Abstract
BACKGROUND: It is unclear whether data-driven machine learning models, which are trained on large epidemiological cohorts, may improve prediction of co-morbidities in people living with HIV.
METHODS: In this proof-of-concept study, we included people living with HIV of the prospective Swiss HIV Cohort Study with a first estimated glomerular filtration rate (eGFR) >60 ml/min/1.73 m2 after January 1, 2002. Our primary outcome was chronic kidney disease (CKD) ─ defined as confirmed decrease in eGFR ≤60 ml/min/1.73 m2 over three months apart. We split the cohort data into a training set (80%), validation set (10%), and test set (10%) ─ stratified for CKD status and follow-up length.

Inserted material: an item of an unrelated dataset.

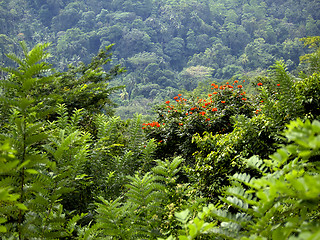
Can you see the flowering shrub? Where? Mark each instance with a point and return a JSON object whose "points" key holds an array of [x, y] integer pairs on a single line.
{"points": [[180, 118]]}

RESULTS: Of 12,761 eligible individuals (median baseline eGFR, 103 ml/min/1.73 m2), 1,192 (9%) developed a CKD after a median of eight years. We used 64 static and 502 time-changing variables: Across prediction horizons and algorithms and in contrast to expert-based standard models, most machine learning models achieved state-of-the-art predictive performances with areas under the receiver operating characteristic curve and precision recall curve ranging from 0.926 to 0.996 and from 0.631 to 0.956, respectively.
CONCLUSIONS: In people living with HIV, we observed state-of-the-art performances in forecasting individual CKD onsets with different machine learning algorithms.